Nasal demons weren’t real. The C standard at the time gave a range of permissible responses to UB, all of which were entirely reasonable.
Old-school blogging, retro computers, and decentralisation
I love my old computers, but as Andre Garzia points out it’s hard to use them on the interwebs. That’s not (for the most part) because the media is too complex: obviously my Amiga is not going to broadcast to Twitch but the only reason it can’t manage this mailing list is because the cryptographic algorithms haven’t been backported to let it connect to a recent HTTPS server. So, Andre says, decouple the service from HTTPS.
Back in the early days of the web, most RPC services available over HTTP were also shared over something else: IIOP for example. Email used to be accessible via a choice of protocols: webmail over HTTP, IMAP, or POP (my university mail service additionally supported NNTP). If we get back out of thinking “internet means HTTPS”, how many more computers, and people, can we reach?
“Batteries-Included” vs “Bloated”
There's an interesting trade-off being explored here: if a platform does everything then it is seen as heavyweight and bloated; if it doesn't do something then it is missing that key feature.
The Python language has gone through an evaluation of this trade-off. Originally it was batteries included: anything you wanted to do in Python was available in the standard library. Over time, bits of this standard library became unmaintained, or no longer represented best knowledge of the domain, and tying updates to releases of Python slowed down fixes to these important parts. Therefore “dead batteries” are being removed to slim down the standard library and help programmers find supported third-party libraries.
The linked article though is about web browsers: browsers are basically all-bloat because they are a small SGML document viewer with a very large application runtime attached.

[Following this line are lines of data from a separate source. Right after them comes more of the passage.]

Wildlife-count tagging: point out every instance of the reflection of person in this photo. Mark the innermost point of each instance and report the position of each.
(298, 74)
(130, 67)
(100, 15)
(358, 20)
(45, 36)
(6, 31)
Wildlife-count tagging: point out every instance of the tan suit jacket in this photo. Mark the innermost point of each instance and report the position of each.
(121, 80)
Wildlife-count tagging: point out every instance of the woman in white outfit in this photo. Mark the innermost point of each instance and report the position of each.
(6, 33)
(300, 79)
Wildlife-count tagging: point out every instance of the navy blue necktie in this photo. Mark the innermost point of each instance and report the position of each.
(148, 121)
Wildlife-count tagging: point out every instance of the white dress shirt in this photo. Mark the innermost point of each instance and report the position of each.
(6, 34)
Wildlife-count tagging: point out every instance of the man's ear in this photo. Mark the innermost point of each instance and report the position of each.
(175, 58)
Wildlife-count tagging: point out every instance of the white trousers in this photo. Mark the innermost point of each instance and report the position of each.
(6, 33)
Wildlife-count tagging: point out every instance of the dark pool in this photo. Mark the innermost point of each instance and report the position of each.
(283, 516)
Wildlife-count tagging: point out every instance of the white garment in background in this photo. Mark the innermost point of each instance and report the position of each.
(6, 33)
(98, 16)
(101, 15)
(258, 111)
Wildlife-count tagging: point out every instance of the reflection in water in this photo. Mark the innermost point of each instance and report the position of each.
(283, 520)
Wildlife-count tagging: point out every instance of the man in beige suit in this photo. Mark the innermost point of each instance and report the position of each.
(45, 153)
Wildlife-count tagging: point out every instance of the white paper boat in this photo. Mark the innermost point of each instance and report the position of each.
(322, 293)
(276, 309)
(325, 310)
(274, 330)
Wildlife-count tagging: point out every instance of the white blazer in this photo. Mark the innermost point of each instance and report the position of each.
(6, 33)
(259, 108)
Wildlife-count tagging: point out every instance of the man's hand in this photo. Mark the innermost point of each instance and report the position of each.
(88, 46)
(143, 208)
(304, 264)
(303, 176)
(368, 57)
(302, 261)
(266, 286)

Browser apps are an acknowledgment that none of the pre-internet platform vendors managed the transition to an all-online world well enough to “win” the platform wars: a second system was needed to paper over the cracks.
DORA Metrics: the Right Answer to measuring engineering team performance
“What metrics should I use to measure my engineering team’s performance?” Believe it not, there is a Right Answer: the so-called DORA metrics.
Those metrics are: deployment frequency; lead time for changes; change failure rate; and mean time to recovery. I remind you that “our highest priority is to satisfy the customer through early and continuous delivery of valuable software”, and note that this set of metrics only measures rate and success of delivery.